La situation en Libye est très complexe. Il y a une absence  d’homogénéité dans les deux camps avec chacun une multitude d’acteurs politiques et militaires, aux intérêts divergents, voire contradictoires.
 
Malgré les intenses et louables efforts de la communauté internationale, le Gouvernement d’Entente nationale n’a pas reçu à ce jour, le vote de confiance du Parlement libyen à cause d’interprétations divergentes des textes de l’Accord et de la Déclaration constitutionnelle.

Comme nous le savons tous, le cycle de violences et de tensions intercommunautaires, la prolifération des milices armées, le développement du terrorisme aggravé par la forte présence de Daech et le trafic des migrants hypothèquent  gravement l’avenir de la Libye.

Bien plus, ces facteurs mettent en péril la sécurité et la stabilité dans toute la zone sahélo-saharienne.

L’Afrique est aujourd’hui fortement affectée par les conséquences désastreuses de la crise libyenne aux plans sécuritaire, humanitaire et économique. Point n’est besoin d’expliquer le sens de son initiative et le rôle primordial que le continent doit jouer dans le règlement du conflit libyen.

Conscients de la gravité de la situation, l’Union Africaine et les pays voisins de la Libye n’ont ménagé aucun effort pour appuyer la communauté internationale dans la recherche d’une réconciliation entre frères libyens.

Ces efforts se traduisent entre autres par la création d’un Groupe de contact international sur la Libye, l’institution de la réunion des Ministres des Affaires Etrangères des pays voisins se tenant à tour de rôle dans chacun de ces pays et la désignation d’un Envoyé Spécial de l’U.A pour la Libye en la personne du Président Kikwete en janvier 2016.

A cet égard, nous nous félicitions de la nouvelle dynamique visant à impliquer davantage les acteurs régionaux. De même, nous saluons la tenue, au Caire, le 25 octobre dernier, de la réunion inaugurale de la Troïka composée de l’Union Africaine, de la Ligue Arabe et des Nations Unies, conformément aux conclusions de la 9ème réunion ministérielle des pays voisins qui a eu lieu à Niamey.

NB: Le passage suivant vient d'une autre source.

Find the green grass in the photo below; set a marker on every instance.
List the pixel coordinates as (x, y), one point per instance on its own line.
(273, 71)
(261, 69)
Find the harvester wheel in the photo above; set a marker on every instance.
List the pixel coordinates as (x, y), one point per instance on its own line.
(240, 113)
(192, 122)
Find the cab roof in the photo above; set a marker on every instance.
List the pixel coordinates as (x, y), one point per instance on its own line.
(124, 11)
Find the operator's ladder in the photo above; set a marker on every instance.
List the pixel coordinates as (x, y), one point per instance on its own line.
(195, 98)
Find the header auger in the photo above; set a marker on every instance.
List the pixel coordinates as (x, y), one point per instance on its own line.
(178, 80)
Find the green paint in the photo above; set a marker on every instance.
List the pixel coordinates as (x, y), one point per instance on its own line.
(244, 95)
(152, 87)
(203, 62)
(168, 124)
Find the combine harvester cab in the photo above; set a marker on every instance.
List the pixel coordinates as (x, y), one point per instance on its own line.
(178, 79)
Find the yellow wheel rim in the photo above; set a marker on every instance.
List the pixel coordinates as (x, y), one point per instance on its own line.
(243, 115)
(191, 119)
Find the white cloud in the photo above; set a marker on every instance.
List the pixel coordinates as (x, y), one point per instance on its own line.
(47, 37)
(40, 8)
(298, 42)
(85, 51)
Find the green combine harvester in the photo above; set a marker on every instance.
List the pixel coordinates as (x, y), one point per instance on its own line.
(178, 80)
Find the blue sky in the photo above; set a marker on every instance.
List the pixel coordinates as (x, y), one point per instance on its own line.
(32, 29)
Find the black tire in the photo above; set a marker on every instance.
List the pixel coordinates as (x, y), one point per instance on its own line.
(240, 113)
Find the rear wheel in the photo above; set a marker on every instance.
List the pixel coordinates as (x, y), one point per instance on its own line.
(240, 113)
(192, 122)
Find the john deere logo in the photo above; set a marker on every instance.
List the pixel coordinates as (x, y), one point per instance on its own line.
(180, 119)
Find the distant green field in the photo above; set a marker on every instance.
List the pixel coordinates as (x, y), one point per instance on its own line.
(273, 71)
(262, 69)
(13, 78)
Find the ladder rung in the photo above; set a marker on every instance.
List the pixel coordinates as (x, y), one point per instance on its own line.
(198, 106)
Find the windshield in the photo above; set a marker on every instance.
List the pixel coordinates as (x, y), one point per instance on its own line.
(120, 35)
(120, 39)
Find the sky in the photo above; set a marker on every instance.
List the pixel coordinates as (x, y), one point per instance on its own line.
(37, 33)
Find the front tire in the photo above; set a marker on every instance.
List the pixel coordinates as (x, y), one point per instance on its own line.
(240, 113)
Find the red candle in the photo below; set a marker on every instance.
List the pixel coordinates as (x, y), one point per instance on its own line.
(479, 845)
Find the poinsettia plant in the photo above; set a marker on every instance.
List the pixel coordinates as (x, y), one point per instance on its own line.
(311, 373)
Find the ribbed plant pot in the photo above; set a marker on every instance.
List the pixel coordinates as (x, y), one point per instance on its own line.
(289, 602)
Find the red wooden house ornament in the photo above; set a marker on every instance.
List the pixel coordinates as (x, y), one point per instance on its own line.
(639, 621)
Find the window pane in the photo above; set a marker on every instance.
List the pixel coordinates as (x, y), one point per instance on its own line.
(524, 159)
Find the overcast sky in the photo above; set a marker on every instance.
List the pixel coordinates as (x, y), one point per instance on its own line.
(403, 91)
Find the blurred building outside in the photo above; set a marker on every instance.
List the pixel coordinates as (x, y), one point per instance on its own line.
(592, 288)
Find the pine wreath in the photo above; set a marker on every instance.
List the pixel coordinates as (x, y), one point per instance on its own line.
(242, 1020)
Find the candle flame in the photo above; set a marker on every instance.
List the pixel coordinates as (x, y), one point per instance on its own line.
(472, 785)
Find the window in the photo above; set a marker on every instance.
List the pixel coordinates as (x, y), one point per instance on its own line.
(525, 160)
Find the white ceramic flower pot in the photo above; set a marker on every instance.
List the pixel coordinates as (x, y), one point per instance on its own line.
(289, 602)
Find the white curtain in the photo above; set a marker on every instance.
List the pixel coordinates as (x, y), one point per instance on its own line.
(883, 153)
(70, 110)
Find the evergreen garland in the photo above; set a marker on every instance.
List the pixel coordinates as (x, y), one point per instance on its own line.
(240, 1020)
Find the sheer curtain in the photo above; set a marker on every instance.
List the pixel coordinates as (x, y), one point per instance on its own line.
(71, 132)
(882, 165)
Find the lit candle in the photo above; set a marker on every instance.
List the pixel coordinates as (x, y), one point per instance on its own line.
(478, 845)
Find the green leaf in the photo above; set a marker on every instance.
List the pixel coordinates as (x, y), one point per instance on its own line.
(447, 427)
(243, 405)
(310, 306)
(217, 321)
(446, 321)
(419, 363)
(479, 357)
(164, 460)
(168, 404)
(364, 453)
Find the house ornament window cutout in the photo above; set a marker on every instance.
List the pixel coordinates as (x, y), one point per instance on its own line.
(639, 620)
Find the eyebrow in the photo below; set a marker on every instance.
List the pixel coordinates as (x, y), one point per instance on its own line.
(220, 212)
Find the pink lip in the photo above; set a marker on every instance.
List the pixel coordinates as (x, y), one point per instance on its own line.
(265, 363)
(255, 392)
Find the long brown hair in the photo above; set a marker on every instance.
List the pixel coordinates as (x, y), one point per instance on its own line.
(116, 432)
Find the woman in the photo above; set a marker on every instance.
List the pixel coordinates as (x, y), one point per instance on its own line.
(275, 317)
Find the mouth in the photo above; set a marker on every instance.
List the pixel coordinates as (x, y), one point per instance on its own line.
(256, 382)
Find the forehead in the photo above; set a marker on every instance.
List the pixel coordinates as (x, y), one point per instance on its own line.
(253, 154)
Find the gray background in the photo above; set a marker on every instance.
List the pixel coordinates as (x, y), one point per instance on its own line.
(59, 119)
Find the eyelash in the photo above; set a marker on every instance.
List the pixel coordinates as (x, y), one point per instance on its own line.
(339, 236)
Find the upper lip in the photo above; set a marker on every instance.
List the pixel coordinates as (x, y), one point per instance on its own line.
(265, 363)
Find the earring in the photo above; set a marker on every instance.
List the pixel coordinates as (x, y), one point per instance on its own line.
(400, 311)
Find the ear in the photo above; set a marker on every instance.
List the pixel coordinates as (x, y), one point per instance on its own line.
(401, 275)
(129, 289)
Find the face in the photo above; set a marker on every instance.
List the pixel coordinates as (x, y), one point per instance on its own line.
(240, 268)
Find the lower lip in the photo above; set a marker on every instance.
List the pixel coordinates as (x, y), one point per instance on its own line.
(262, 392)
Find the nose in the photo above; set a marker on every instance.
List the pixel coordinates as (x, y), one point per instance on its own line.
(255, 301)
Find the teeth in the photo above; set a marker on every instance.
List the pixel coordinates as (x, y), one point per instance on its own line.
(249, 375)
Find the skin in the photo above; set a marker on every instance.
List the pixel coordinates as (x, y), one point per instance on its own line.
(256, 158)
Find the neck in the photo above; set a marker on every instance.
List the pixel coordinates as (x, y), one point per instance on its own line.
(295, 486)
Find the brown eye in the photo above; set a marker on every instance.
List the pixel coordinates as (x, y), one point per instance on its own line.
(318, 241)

Nous osons espérer que cette approche tripartite permettra à la communauté internationale de travailler désormais en synergie pour donner une nouvelle impulsion aux négociations inter libyennes aux fins d’amener les acteurs libyens à s’engager résolument dans le processus de paix.

L’Union Africaine et la Ligue des Etats Arabes qui ont chacune  des avantages comparatifs peuvent bien jouer un rôle déterminant dans le dénouement du conflit.

Excellences
Mesdames, Messieurs,

Dans la perspective du règlement du conflit, l’Union Africaine inscrit son action dans un élan de solidarité et d’appui constant au processus politique en cours sous l’égide des Nations Unies, et réaffirme l’importance des consultations permanentes entre tous les partenaires internationaux.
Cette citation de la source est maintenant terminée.